The chatbot is highly user-friendly. A website visitor asks a question as a text or voice message in which they specify their interests, achievements, age, intended studying location, final exam score, and any other information they deem fit. If the user asks a question using their voice, Yandex SpeechKit converts it into text. The text query then goes to YandexGPT API, which highlights key data for getting a precise answer. After that, Yandex Foundation Models Embedding API vectorizes the query. Prompting queries are around 40,000 characters long at both input and output. The team then employs retrieval augmented generation (RAG), which means using the vectorized query to search the vector database for the closest matches about the education programs best fitting the user. All found chunks, along with the user query and system prompt, go to YandexGPT, which, in turn, generates an answer to the query based on all information from the chunks.

At first, the developers decided to provide users with information about the suitable programs along with an additional description of those programs by YandexGPT. However, some issues arose at this stage. The team has not yet managed to train the network to correctly highlight key points in the answers, with minor features persistently coming to the fore. Therefore, the staff settled on only providing program details from the knowledge base.

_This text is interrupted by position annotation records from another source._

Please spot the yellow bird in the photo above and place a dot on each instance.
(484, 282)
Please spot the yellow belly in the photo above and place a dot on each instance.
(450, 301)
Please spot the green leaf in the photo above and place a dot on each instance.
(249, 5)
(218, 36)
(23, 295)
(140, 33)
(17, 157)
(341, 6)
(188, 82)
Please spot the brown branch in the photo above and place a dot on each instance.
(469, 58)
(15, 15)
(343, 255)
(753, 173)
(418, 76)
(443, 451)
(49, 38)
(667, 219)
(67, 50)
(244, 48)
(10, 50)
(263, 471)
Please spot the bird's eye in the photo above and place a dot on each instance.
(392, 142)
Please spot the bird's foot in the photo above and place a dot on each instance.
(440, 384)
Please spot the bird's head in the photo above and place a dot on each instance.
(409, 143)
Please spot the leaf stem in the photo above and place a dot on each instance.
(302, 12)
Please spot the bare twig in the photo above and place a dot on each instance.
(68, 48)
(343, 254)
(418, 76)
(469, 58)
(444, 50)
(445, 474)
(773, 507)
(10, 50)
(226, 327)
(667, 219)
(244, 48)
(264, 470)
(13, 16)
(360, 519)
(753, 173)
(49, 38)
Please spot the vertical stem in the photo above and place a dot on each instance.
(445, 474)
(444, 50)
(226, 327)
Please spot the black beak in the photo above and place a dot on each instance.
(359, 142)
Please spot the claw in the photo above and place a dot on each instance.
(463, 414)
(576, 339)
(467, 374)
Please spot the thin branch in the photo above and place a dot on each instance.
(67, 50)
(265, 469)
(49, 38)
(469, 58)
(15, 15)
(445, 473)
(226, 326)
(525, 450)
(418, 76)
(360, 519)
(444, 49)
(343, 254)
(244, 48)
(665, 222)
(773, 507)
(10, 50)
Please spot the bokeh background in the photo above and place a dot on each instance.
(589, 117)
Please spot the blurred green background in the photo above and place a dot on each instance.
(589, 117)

The HSE team spent around two months working on the project, and much of that time went into creating design layouts and fine-tuning the user interface aspects. Engineers at the university did all work on their own, with support from Yandex Cloud experts.

The bulk of the project’s difficulties was due to a lack of experience with generative AI. After a while, the developers realized it was insufficient to just have YandexGPT API receive questions, so they pivoted to a pipeline whereby answers are based on information from a vector database. Following that, the development went much faster.